The first time they realized that the group's vocalists, Ranking Roger
and Dave Wakelin, had gone off to form a group without them was when
their accountant phoned to finalize the divorce. While the defectors
had formed General Public, Cox and Steele set about creating something
new of their own. Apart from not wanting to repeat the mistakes the
Beat made, and a vague notion of adding both jazz and soul to the
Beat's ska roots (they also decided to feature a strong vocalist),
there was no real master plan.
The latter proved harder than they could have imagined. More than
500 potential singers auditioned, before, despairing of finding
someone, they decided to seek out a singer whose band had once
supported the Beat. They found Roland Gift
singing with a barroom R&B band named the Bones, looking like
Sidney Poitier but sounding like Otis Redding. He was everything they
had remembered; he was their man. Gift had spent his teenage years in
youth theatre, until the advent of punk made music his main passion. As
punk gave way to the two-tone ska which gave rise to groups like
Madness and, ultimately, the Beat, Gift took up saxophone and singing
in a local band.
Keeping live work down to just the occasional on-off date, the Fine
Young Cannibals signed to London Records in early 1985. Their name came
from an obscure 1960 film starring Robert Wagner and Natalie Wood.
Resisting the record company's attempts to team them up with a producer
determined to make the group a product of her sound rather than theirs,
the Fine Young Cannibals released a demo version of "Johnny Come Home"
as their first single. Its instant success allowed them to team up with
a compatible producer, Robin Miller, for the first Fine Young Cannibals
album, also containing the group's trademark overstated version of
Elvis Presley's "Suspicious Minds." For the Johnathan Demme film
Something Wild, they reached back into Gift's punk past with a version
of the Buzzcocks' classic "Ever Fallen in Love." Five years later, a
second album emerged, The Raw and the Cooked, the raw side made up
mostly of songs the group had contributed to Barry Levinson's film Tin
Men. The single "She Drives Me Crazy" was a worldwide number one hit.

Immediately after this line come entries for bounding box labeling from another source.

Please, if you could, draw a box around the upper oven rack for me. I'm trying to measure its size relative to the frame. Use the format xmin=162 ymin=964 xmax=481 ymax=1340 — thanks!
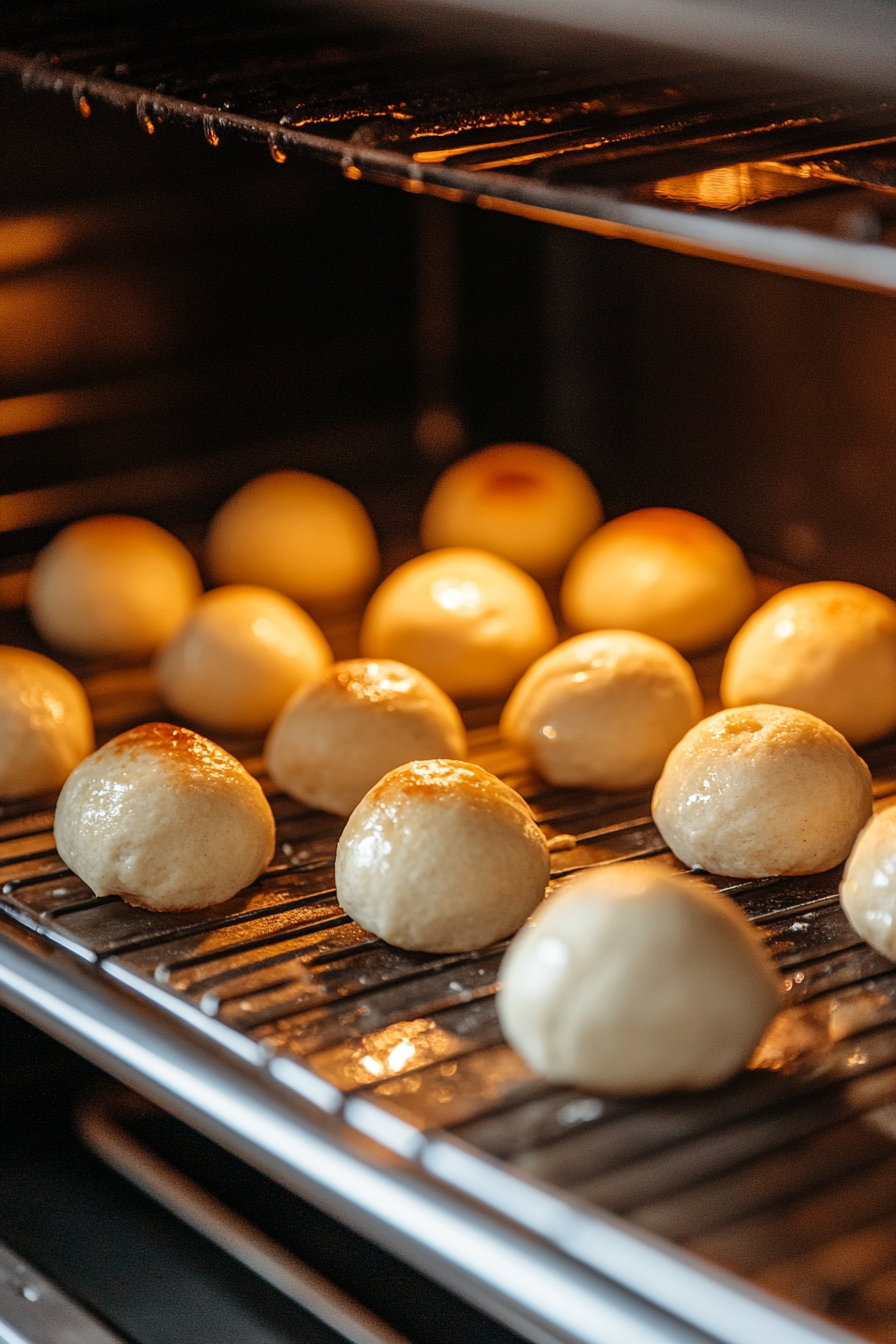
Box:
xmin=0 ymin=0 xmax=896 ymax=293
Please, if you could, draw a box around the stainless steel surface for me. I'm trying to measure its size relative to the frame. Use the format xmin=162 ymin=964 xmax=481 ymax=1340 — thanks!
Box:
xmin=0 ymin=1242 xmax=121 ymax=1344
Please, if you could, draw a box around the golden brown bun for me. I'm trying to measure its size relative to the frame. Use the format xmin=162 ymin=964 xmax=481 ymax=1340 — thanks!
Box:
xmin=55 ymin=723 xmax=274 ymax=910
xmin=28 ymin=513 xmax=201 ymax=659
xmin=560 ymin=508 xmax=755 ymax=653
xmin=361 ymin=547 xmax=557 ymax=700
xmin=422 ymin=444 xmax=603 ymax=578
xmin=265 ymin=659 xmax=466 ymax=817
xmin=0 ymin=645 xmax=94 ymax=801
xmin=206 ymin=472 xmax=380 ymax=609
xmin=336 ymin=761 xmax=551 ymax=952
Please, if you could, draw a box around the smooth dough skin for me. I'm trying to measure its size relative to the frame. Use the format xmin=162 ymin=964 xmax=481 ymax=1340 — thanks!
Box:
xmin=265 ymin=659 xmax=466 ymax=817
xmin=422 ymin=444 xmax=603 ymax=578
xmin=560 ymin=508 xmax=756 ymax=653
xmin=55 ymin=723 xmax=274 ymax=910
xmin=336 ymin=761 xmax=551 ymax=952
xmin=653 ymin=704 xmax=872 ymax=878
xmin=28 ymin=513 xmax=201 ymax=659
xmin=206 ymin=472 xmax=380 ymax=610
xmin=501 ymin=630 xmax=703 ymax=789
xmin=0 ymin=645 xmax=94 ymax=801
xmin=497 ymin=860 xmax=780 ymax=1095
xmin=840 ymin=806 xmax=896 ymax=961
xmin=721 ymin=583 xmax=896 ymax=742
xmin=156 ymin=583 xmax=333 ymax=732
xmin=361 ymin=547 xmax=557 ymax=700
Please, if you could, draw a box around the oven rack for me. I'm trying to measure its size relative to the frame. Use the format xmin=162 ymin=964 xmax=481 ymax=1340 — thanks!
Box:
xmin=0 ymin=693 xmax=896 ymax=1344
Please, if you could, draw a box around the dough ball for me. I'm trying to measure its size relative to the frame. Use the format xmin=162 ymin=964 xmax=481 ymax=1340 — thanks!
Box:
xmin=501 ymin=630 xmax=703 ymax=789
xmin=0 ymin=644 xmax=94 ymax=801
xmin=560 ymin=508 xmax=756 ymax=653
xmin=653 ymin=704 xmax=872 ymax=878
xmin=336 ymin=761 xmax=551 ymax=952
xmin=721 ymin=583 xmax=896 ymax=742
xmin=497 ymin=862 xmax=780 ymax=1095
xmin=156 ymin=583 xmax=333 ymax=732
xmin=28 ymin=513 xmax=201 ymax=659
xmin=265 ymin=659 xmax=466 ymax=817
xmin=423 ymin=444 xmax=603 ymax=578
xmin=55 ymin=723 xmax=274 ymax=910
xmin=361 ymin=547 xmax=557 ymax=700
xmin=840 ymin=806 xmax=896 ymax=961
xmin=207 ymin=472 xmax=380 ymax=610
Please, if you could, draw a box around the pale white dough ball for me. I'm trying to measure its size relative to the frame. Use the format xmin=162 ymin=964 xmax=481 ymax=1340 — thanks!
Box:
xmin=265 ymin=659 xmax=466 ymax=817
xmin=55 ymin=723 xmax=274 ymax=910
xmin=653 ymin=704 xmax=872 ymax=878
xmin=497 ymin=862 xmax=780 ymax=1095
xmin=361 ymin=547 xmax=557 ymax=700
xmin=501 ymin=630 xmax=703 ymax=789
xmin=336 ymin=761 xmax=551 ymax=952
xmin=206 ymin=470 xmax=380 ymax=609
xmin=560 ymin=508 xmax=755 ymax=653
xmin=721 ymin=583 xmax=896 ymax=742
xmin=422 ymin=444 xmax=603 ymax=578
xmin=0 ymin=644 xmax=94 ymax=801
xmin=28 ymin=513 xmax=201 ymax=659
xmin=156 ymin=583 xmax=333 ymax=732
xmin=840 ymin=806 xmax=896 ymax=961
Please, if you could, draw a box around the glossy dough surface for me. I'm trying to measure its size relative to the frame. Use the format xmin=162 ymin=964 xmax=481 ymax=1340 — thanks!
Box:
xmin=562 ymin=508 xmax=755 ymax=653
xmin=653 ymin=704 xmax=872 ymax=878
xmin=0 ymin=645 xmax=94 ymax=801
xmin=361 ymin=548 xmax=557 ymax=699
xmin=336 ymin=761 xmax=551 ymax=952
xmin=840 ymin=806 xmax=896 ymax=961
xmin=721 ymin=583 xmax=896 ymax=742
xmin=422 ymin=444 xmax=603 ymax=578
xmin=206 ymin=472 xmax=379 ymax=609
xmin=265 ymin=659 xmax=466 ymax=817
xmin=55 ymin=723 xmax=274 ymax=910
xmin=156 ymin=583 xmax=333 ymax=732
xmin=28 ymin=513 xmax=201 ymax=659
xmin=497 ymin=860 xmax=779 ymax=1095
xmin=501 ymin=630 xmax=703 ymax=789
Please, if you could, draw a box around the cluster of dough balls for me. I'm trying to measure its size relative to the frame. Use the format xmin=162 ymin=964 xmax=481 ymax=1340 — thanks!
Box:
xmin=156 ymin=583 xmax=333 ymax=732
xmin=501 ymin=630 xmax=703 ymax=789
xmin=28 ymin=513 xmax=201 ymax=659
xmin=721 ymin=583 xmax=896 ymax=743
xmin=55 ymin=723 xmax=274 ymax=910
xmin=560 ymin=508 xmax=755 ymax=653
xmin=336 ymin=761 xmax=551 ymax=952
xmin=653 ymin=704 xmax=872 ymax=878
xmin=265 ymin=659 xmax=466 ymax=817
xmin=422 ymin=444 xmax=603 ymax=578
xmin=497 ymin=860 xmax=780 ymax=1094
xmin=206 ymin=470 xmax=380 ymax=610
xmin=360 ymin=547 xmax=557 ymax=700
xmin=0 ymin=645 xmax=94 ymax=801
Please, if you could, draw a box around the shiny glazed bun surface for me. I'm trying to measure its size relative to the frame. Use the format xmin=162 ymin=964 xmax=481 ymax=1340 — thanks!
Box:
xmin=206 ymin=470 xmax=380 ymax=609
xmin=0 ymin=644 xmax=94 ymax=801
xmin=156 ymin=583 xmax=333 ymax=732
xmin=653 ymin=704 xmax=872 ymax=878
xmin=501 ymin=630 xmax=703 ymax=789
xmin=560 ymin=508 xmax=755 ymax=653
xmin=497 ymin=860 xmax=779 ymax=1095
xmin=336 ymin=761 xmax=551 ymax=952
xmin=28 ymin=513 xmax=201 ymax=659
xmin=265 ymin=659 xmax=466 ymax=817
xmin=361 ymin=548 xmax=557 ymax=699
xmin=55 ymin=723 xmax=274 ymax=910
xmin=721 ymin=583 xmax=896 ymax=743
xmin=422 ymin=444 xmax=603 ymax=578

Since then, the Fine Young Cannibals have remained elusive. Cox and Steele continue to work together under various names, while Roland Gift's hoped-for film career never quite took off. The Fine Young Cannibals have never officially broken up, and rumors of reunions and recording sessions have persisted. Their 1996 greatest hits album, The Finest, featured the newly recorded track "Flame."